Briseno began working with Bakersfield Arc during the pandemic to gain essential job skills, and he’s most recently put in the hours at a local coffee shop to further develop his training.

“A lot of times the individuals we serve just need a chance,” Shawn Kennemer, the president and CEO of Bakersfield Arc, said.

He adds not only does the organization help people with intellectual and developmental disabilities but he says it creates a more accepting culture in our community.

“In fact, people like Rudy bring so much more value to the company because they think differently than everybody else,” Kennemer said.
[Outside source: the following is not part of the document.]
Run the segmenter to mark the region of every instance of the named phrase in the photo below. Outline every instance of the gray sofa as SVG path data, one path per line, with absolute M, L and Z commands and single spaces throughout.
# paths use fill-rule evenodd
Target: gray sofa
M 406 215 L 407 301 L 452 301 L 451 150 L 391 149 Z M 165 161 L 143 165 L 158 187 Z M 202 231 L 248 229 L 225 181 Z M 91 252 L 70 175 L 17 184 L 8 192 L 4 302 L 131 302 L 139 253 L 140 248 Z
Briseno works with a job coach on site, and he asks people to be patient when working with people on the autism spectrum.

“They don’t know what it’s like being in our shoes and what we go through or what difficulties we have everyday.”

Because of that, he simply wants people to get to know him better.

“I always like to tell my story, and this is my story of being on the autism spectrum,”he said.

Briseno hasn’t begin his full time job at Samco yet, but he’s expecting to start in the near future.